October is Occupational Therapy month and we interviewed three occupational therapists across the network who work with very different patient groups to highlight the diversity of their roles and the impact of their work on their patients.
The “occupation” in occupational therapy refers to anything one does to occupy their time.
Occupational therapists work with individuals whose ability to perform some day-to-day activities is impacted by illness or injury. These activities are divided into three general categories:
- Self-care: bathing, eating meals, taking medications
- Productivity: buying groceries, making meals, going to school or work
- Leisure: traveling, reading, exercising, listening to music
Marie Eason-Klatt: An occupational therapist who specializes in hand therapy at St. Joseph’s Health Centre’s Outpatient Rehabilitation Clinic.
What patient population do you work with?

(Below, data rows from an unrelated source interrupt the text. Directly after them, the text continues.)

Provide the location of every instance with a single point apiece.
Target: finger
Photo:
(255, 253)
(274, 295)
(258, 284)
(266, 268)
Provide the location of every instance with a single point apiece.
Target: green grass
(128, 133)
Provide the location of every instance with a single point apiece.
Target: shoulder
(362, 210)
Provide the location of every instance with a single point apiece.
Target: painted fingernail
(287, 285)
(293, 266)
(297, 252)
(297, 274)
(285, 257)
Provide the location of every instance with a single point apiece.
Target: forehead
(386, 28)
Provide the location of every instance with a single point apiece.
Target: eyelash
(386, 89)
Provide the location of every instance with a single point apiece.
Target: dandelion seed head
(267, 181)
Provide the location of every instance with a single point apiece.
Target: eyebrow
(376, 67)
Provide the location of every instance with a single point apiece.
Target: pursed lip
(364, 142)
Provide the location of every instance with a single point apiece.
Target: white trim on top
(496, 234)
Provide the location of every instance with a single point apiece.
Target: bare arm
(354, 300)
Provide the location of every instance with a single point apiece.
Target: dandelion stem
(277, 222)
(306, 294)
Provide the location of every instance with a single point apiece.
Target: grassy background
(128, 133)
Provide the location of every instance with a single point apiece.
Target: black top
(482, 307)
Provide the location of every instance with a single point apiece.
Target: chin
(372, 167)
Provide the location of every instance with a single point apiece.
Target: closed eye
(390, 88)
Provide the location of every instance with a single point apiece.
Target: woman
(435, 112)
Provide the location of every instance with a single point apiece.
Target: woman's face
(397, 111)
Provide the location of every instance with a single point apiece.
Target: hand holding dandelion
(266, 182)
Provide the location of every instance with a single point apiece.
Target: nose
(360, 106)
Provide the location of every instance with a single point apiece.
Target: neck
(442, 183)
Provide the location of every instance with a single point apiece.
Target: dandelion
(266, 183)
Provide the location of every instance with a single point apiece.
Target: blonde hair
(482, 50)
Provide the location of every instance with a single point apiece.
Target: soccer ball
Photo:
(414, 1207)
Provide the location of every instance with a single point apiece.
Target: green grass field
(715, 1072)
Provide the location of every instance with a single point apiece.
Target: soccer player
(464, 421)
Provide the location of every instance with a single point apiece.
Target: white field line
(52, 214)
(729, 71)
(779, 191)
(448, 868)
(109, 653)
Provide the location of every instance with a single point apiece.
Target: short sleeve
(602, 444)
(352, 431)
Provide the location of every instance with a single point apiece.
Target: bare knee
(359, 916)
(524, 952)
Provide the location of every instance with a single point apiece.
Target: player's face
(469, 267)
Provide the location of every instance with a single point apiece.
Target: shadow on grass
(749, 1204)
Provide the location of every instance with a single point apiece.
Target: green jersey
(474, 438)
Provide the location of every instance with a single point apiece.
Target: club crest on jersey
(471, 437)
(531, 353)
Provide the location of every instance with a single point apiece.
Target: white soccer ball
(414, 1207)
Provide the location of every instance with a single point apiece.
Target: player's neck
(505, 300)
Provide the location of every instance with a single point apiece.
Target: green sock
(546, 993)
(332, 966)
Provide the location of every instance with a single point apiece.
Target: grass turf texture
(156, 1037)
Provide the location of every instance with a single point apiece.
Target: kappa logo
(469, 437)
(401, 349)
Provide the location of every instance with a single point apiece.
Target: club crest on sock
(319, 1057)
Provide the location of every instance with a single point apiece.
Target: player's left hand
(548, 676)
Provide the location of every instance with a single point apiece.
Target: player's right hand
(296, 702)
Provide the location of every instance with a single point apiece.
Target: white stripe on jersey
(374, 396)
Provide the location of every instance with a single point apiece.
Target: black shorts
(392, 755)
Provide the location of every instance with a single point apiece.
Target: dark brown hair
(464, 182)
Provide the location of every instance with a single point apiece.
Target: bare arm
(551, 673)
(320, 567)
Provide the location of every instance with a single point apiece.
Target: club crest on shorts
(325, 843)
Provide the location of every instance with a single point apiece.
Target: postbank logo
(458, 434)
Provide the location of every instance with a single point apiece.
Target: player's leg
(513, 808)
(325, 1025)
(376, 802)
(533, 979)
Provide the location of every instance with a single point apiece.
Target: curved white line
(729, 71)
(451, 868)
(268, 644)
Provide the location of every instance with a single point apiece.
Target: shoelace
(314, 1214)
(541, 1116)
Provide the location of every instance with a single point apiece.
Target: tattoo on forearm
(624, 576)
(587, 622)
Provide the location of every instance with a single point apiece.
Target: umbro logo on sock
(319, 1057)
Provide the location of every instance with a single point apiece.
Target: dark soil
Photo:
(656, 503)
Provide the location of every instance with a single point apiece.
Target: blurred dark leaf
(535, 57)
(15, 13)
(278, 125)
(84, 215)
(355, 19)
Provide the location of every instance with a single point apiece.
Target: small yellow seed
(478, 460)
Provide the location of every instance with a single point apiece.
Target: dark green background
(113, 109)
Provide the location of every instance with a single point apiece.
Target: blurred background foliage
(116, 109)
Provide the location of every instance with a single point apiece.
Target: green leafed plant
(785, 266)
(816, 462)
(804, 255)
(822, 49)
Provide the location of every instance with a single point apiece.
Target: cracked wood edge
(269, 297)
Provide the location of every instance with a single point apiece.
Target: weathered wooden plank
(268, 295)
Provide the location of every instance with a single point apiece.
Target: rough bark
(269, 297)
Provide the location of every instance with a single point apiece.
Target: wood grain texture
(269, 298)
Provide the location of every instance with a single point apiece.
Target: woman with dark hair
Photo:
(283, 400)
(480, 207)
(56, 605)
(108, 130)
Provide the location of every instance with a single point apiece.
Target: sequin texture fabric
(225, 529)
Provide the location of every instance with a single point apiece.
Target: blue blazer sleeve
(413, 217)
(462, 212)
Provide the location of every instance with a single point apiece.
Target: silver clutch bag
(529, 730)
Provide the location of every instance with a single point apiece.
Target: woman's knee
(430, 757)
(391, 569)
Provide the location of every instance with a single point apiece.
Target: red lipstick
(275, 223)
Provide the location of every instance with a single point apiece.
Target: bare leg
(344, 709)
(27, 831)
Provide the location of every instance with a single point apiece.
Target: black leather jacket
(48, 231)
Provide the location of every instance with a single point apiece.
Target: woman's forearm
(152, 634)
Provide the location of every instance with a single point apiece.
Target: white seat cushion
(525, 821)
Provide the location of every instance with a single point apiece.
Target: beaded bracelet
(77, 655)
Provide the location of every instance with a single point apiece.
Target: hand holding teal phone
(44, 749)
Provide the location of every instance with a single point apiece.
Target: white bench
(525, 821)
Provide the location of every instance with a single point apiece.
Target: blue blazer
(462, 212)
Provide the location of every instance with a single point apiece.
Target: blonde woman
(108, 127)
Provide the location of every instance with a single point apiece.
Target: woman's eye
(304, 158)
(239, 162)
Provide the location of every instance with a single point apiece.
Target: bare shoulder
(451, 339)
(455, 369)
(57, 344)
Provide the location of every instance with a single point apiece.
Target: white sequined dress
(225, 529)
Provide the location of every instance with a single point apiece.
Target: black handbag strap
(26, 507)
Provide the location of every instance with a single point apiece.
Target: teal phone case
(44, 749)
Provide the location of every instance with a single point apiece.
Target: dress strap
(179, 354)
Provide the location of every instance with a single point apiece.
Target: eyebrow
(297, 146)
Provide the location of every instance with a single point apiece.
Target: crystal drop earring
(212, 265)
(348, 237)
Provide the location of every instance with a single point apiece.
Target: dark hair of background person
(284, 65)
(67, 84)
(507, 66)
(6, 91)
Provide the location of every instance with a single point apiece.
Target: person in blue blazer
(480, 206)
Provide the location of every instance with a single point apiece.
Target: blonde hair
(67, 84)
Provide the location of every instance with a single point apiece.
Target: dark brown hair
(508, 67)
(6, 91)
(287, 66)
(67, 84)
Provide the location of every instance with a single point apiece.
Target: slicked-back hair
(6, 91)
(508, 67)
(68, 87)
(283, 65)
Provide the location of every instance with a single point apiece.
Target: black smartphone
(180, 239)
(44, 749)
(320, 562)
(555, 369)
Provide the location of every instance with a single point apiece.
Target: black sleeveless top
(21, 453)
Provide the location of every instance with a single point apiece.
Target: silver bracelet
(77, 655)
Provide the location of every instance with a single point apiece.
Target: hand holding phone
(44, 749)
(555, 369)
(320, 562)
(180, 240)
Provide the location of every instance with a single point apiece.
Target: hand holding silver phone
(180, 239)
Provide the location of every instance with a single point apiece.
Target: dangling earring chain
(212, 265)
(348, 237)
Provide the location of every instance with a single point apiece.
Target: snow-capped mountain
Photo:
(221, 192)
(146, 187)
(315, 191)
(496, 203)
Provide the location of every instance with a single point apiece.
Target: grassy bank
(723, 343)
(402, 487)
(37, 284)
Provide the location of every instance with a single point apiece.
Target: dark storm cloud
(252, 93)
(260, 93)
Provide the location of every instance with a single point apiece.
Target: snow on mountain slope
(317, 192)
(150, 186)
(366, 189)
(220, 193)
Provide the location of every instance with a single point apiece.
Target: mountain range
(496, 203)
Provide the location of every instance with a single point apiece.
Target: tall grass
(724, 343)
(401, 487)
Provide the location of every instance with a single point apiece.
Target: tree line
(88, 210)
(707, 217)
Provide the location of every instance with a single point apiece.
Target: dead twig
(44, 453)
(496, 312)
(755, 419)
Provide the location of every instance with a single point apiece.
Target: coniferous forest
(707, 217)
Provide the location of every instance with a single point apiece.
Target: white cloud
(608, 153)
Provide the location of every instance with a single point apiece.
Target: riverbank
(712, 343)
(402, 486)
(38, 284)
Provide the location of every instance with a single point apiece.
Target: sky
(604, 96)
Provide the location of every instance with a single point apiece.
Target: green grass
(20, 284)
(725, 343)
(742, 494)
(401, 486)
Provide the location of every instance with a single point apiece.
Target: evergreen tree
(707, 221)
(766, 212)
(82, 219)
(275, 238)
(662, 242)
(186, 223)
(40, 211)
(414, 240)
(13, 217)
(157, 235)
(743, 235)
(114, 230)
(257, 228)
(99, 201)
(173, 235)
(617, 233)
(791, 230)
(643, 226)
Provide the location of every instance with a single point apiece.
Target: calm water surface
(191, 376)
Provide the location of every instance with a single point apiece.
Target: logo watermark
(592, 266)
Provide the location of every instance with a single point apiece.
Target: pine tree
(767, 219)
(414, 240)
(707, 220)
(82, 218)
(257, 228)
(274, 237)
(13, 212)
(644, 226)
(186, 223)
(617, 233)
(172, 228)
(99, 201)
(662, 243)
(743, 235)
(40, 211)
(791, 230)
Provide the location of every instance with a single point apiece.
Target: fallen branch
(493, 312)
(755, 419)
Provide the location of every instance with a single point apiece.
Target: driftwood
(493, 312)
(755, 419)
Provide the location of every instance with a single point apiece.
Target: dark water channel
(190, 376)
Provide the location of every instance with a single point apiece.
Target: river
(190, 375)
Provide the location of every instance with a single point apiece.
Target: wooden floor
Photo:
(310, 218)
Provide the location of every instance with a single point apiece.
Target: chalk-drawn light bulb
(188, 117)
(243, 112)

I see patients of all ages who have sustained injuries to their hands or who have conditions and diseases that impact their ability to use their hands for functional activities. I work with a broad range of age groups from infants with congenital hand abnormalities to elderly patients with fractures in their hands.
However, the majority of patients that I work with are adults of a working age who are referred to me following a trauma to their hands or upper limbs. My practice directly supports the Plastic Surgery and Orthopaedic Surgery services at St. Joseph’s.
What does your role entail?
Following a hand injury, I often need to fabricate a custom orthosis or splint for a patient to allow some hand function during the period of fracture healing. I use both hand exercises and activities throughout their rehabilitation to improve their movement and function. Treatment may consist of grasping light objects to enable feeding using their affected hand or working with dressing boards to assist them with returning to dressing independently.
Since most of the patients I see are of working age, their main goal is to resume their occupational role following a hand injury. We discuss the physical demands of their job and I monitor their range of motion, grip strength and pinch strength throughout their rehabilitation, and I design a treatment program where they practice using various pieces of equipment that they will be using at work. This may include wrenches, screw drivers, keyboards, and computer mice.
As for leisure activities, an example of work I’ve done with my patients is providing an anti-vibration glove for them to be able to return to golfing following a nerve injury.
The scope of occupational therapy is very broad, because the scope of people’s lives is very broad.
Why did you choose occupational therapy as your career?
I chose occupational therapy originally because I knew the profession was diverse enough to hold my interest, and I was right!
My area of work is also very closely and uniquely tied to surgical developments. The majority of my patients come in to see me after they’ve received orthopaedic or plastic surgery on their hands. With advancements in surgery and research, and with development of new thermoplastics I use to fabricate custom orthoses, my practice has really evolved.
Every person who walks through our door is unique and has unique life demands. My role is to help them reach their goals.